Techniques to autonomously drive research have been prominent in Computational Scientific Discovery, while Synthetic Biology is a field of science that focuses on designing and constructing new biological systems for useful purposes. Here we seek to apply logic-based machine learning techniques to facilitate cellular engineering and drive biological discovery. Comprehensive databases of metabolic processes called genome-scale metabolic network models (GEMs) are often used to evaluate cellular engineering strategies to optimise target compound production. However, predicted host behaviours are not always correctly described by GEMs, often due to errors in the models. The task of learning the intricate genetic interactions within GEMs presents computational and empirical challenges. To address these, we describe a novel approach called Boolean Matrix Logic Programming (BMLP) by leveraging boolean matrices to evaluate large logic programs. We introduce a new system, $BMLP_{active}$, which efficiently explores the genomic hypothesis space by guiding informative experimentation through active learning. In contrast to sub-symbolic methods, $BMLP_{active}$ encodes a state-of-the-art GEM of a widely accepted bacterial host in an interpretable and logical representation using datalog logic programs. Notably, $BMLP_{active}$ can successfully learn the interaction between a gene pair with fewer training examples than random experimentation, overcoming the increase in experimental design space. $BMLP_{active}$ enables rapid optimisation of metabolic models to reliably engineer biological systems for producing useful compounds. It offers a realistic approach to creating a self-driving lab for microbial engineering.

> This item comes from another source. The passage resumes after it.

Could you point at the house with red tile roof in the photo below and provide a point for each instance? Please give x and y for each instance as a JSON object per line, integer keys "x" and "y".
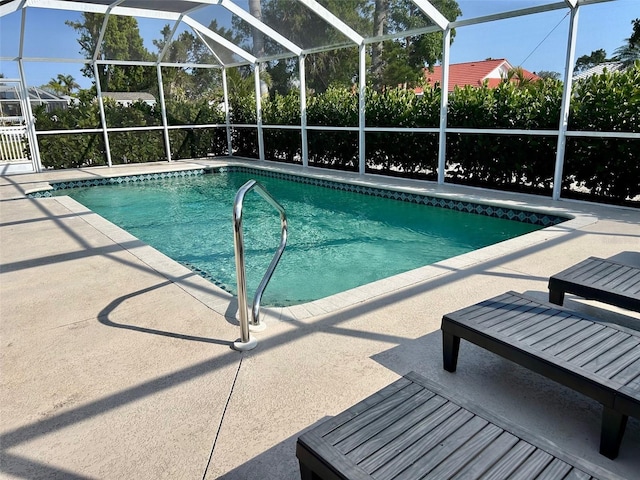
{"x": 475, "y": 74}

布尔矩阵逻辑编程用于基因组尺度代谢网络模型中基因功能的主动学习
自主驱动研究的技术在计算科学发现领域非常突出,而合成生物学则是一个专注于设计和构建新生物系统以实现有用目的的科学领域。在这里,我们试图应用基于逻辑的机器学习技术来促进细胞工程并推动生物发现。被称为基因组规模代谢网络模型(GEM)的代谢过程综合数据库通常用于评估细胞工程策略,以优化目标化合物的生产。然而,GEMs 对宿主行为的预测并不总是正确的,这往往是由于模型中的错误造成的。学习 GEM 中错综复杂的基因相互作用是一项计算和经验方面的挑战。为了解决这些问题,我们介绍了一种称为布尔矩阵逻辑编程(BMLP)的新方法,利用布尔矩阵来评估大型逻辑程序。我们引入了一个新系统--$BMLP_{active}$,它通过主动学习引导信息实验,从而高效地探索基因组假设空间。与次符号方法不同的是,$BMLP_{active}$ 用可解释的逻辑表示法对广泛接受的细菌宿主的最先进的 GEM 进行了编码,并使用了 datalog 逻辑程序。值得注意的是,与随机试验相比,$BMLP_{active}$ 可以用更少的训练实例成功地学习基因对之间的相互作用,克服了试验设计空间增大的问题。BMLP_{active}$ 能够快速优化代谢模型,从而可靠地改造生物系统以生产有用的化合物。它为创建微生物工程的自动驾驶实验室提供了一种现实主义的方法。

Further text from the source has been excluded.